BEE: See, that's the problem.

FM: Is there a voice-over?

BEE: They do a voice-over that I am not happy with.

FM: At least they didn't cast Leonardo di Caprio.

BEE: I wanted it to be Leonardo. I was very disappointed that it wasn't Leonardo. I liked that choice a lot. I thought it was very perverse and interesting. It would have added this weird level or cruelty to Patrick Bateman because Leonardo looks so boyish that I thought would have helped it enormously. I also think he's a great actor. So I was actually interested in having him do it. I was very disappointed when he dropped out. I actually was.

FM: How much say do you have?

BEE: I have no say.

FM: For the record, what exactly are you wearing? Your trenchcoat seems to be a trademark.

BEE: Pants are Gap Chinos, Banana Republic shirt, Polo Ralph Lauren tie, a Hugo Boss jacket and I think this is an Emporio Armani rain--coat. Socks are Calvin Klein. Underwear is Calvin Klein. And the shoes are Armani. The watch is actually Guess?.

FM: Is what's "in," out?

BEE: I don't know. That was some inane bit of reasoning that seemed very suggestive to me at one time. I don't know.

Prada, Xanex, Guess?, Dire Straits, Julian Schnabel, Moomba. Critics have graciously pardoned Bret Easton Ellis's unrelenting name-dropping, label-dropping and venue-dropping for the past 15 years. His writing is brilliant satire, they all have echoed.

But with Glamorama, Ellis' most recent product, the applause has ended. Most say the book is lousy due to a nerdy narrative (models pose as international terrorists), way too many "droppings" and an awkward "moral" at the end. Critics wish this novel were more understated like his classics American Psycho or Less Than Zero.

The assumption has been that Ellis is a dark, wry, social critic and his obsessive cataloguing of yuppiedom is just a tongue-in-cheek way of exposing our cultural depravity. This point of view gives Bret Easton Ellis far more credit than he deserves.

Really, it's not very complicated. Ellis is obsessed with models, drugs, sex, magazines and violence and that's what he writes about. If you find a message in one of his old books, good for you, but Ellis never meant it like that. And even if he tells you he did, he's lying. That's the way he is.

In person, Bret Easton Ellis has the smooth-talking polish of a Washington politico. He puts on a great show and manages to speak for several minutes without really saying anything. He rarely gives a straight answer. Recently he told Rolling Stone magazine that he is bisexual. Now, he says he was joking. And what about his next book project? At first he said it had a political orientation. Now, it's "supernatural."

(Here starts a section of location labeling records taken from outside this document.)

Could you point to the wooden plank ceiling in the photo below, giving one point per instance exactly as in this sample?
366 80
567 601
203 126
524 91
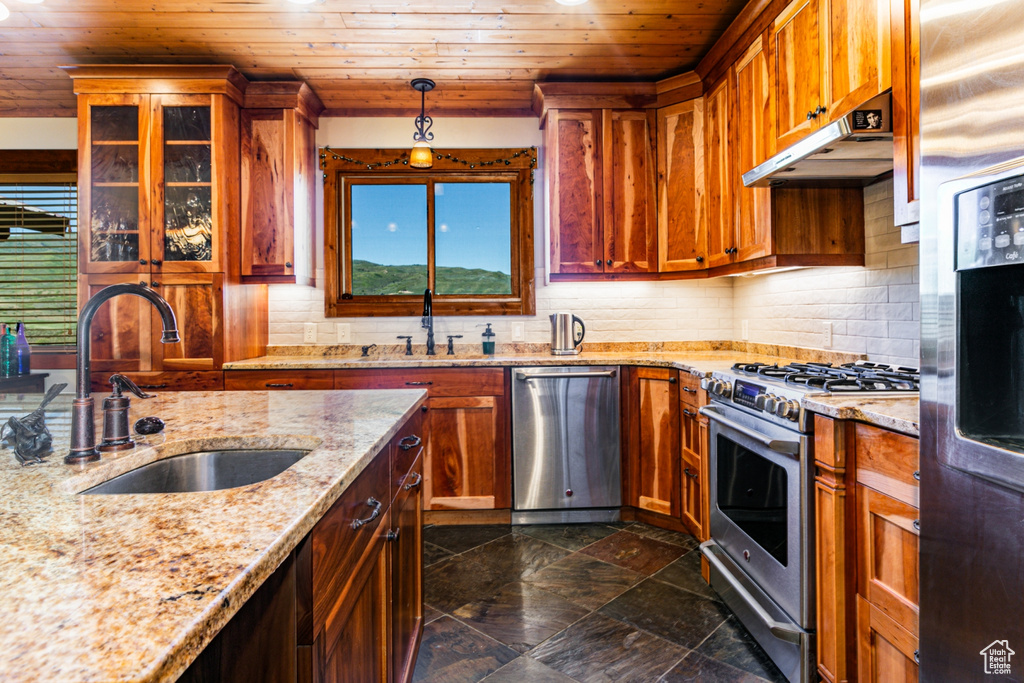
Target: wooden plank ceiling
359 55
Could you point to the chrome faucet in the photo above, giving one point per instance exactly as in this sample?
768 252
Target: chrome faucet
83 428
427 322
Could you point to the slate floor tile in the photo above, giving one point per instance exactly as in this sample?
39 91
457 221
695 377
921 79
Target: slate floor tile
635 552
585 581
461 539
685 572
453 652
569 537
669 612
452 583
732 644
698 669
664 535
527 670
515 556
600 648
520 615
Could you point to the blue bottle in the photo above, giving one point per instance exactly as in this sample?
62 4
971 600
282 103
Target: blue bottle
23 352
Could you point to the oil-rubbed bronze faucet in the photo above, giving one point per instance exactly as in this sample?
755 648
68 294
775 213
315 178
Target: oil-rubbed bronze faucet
83 428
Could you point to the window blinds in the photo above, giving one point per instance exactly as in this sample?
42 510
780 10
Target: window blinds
39 257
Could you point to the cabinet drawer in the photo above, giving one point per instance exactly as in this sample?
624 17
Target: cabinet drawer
437 382
407 445
888 462
689 385
256 380
337 546
887 540
176 381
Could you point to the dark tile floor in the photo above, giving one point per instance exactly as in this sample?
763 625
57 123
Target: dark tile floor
577 603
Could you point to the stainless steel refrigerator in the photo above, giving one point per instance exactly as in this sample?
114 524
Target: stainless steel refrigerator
972 287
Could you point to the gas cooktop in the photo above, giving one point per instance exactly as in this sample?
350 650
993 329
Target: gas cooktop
773 392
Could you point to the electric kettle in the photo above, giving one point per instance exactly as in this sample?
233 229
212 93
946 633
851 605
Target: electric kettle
566 334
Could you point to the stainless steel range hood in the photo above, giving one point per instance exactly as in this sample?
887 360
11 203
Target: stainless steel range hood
858 146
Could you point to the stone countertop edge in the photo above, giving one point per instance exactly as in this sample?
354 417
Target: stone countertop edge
900 414
133 588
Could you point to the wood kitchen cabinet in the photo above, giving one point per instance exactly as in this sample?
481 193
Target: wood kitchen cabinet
866 546
827 56
601 190
467 463
159 168
279 169
905 27
655 468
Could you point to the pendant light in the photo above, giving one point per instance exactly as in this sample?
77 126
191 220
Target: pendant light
421 156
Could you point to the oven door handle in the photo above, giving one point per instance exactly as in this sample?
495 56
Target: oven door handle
778 445
780 630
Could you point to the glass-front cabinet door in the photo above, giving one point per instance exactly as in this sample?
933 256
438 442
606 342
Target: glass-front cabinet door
185 236
114 208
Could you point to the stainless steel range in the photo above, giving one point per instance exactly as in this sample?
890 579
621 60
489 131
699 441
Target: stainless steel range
761 551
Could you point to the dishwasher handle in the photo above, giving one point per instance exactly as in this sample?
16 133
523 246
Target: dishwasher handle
778 445
561 376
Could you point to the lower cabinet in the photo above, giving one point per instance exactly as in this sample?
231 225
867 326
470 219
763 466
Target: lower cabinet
867 539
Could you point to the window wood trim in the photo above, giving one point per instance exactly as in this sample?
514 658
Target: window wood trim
339 165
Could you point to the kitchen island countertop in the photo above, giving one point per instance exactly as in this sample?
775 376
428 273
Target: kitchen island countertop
132 588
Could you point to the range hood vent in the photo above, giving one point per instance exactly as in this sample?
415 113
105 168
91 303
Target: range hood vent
856 147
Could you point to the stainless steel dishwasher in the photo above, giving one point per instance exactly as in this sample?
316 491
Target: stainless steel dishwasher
565 444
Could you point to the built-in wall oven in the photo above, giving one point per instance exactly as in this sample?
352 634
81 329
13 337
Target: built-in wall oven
761 551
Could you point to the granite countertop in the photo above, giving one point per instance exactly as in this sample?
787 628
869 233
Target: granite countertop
897 413
132 588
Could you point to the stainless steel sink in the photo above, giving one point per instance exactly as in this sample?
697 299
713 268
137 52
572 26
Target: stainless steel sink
207 470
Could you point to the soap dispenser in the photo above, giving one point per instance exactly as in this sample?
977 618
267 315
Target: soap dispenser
488 341
116 436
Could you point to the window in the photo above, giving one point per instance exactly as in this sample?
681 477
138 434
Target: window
463 228
39 245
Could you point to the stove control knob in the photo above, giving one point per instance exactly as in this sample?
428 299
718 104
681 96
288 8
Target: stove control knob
787 409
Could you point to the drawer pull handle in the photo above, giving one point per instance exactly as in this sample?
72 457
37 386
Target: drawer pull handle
376 505
410 441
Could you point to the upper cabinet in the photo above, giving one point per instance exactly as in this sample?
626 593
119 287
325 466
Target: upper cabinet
827 57
158 167
600 182
906 103
279 169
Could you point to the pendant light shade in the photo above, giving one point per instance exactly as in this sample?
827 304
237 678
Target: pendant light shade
421 155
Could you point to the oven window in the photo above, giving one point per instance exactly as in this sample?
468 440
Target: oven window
752 492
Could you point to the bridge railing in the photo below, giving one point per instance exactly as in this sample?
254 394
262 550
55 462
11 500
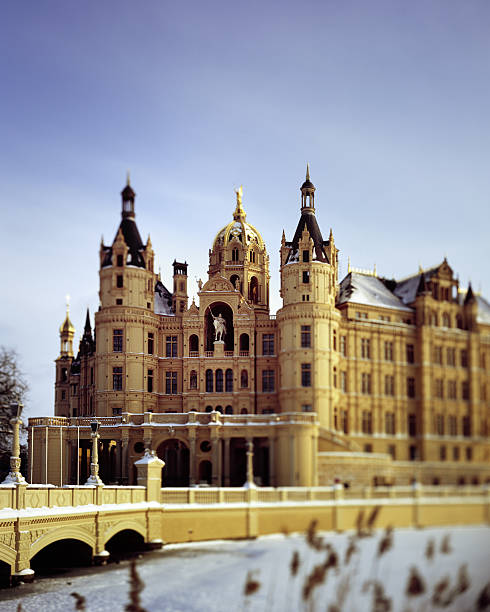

A virtuoso of quotable quotes and absurd silliness, Ellis lives cocktail party chitchat. He's a master of persuasion and listeners become believers even though he says nothing. His language is littered with "you knows"--a question as rhetorical and self-serving as the motive behind many of his recent public appearances. In conversation, Ellis incessantly sells himself, his book and his "friends."

Like the novels he writes, Ellis-the-person has a fluffy, immediate appeal. He delivers cheap and intoxicating amusement but, when it's all over, leaves absolutely nothing behind.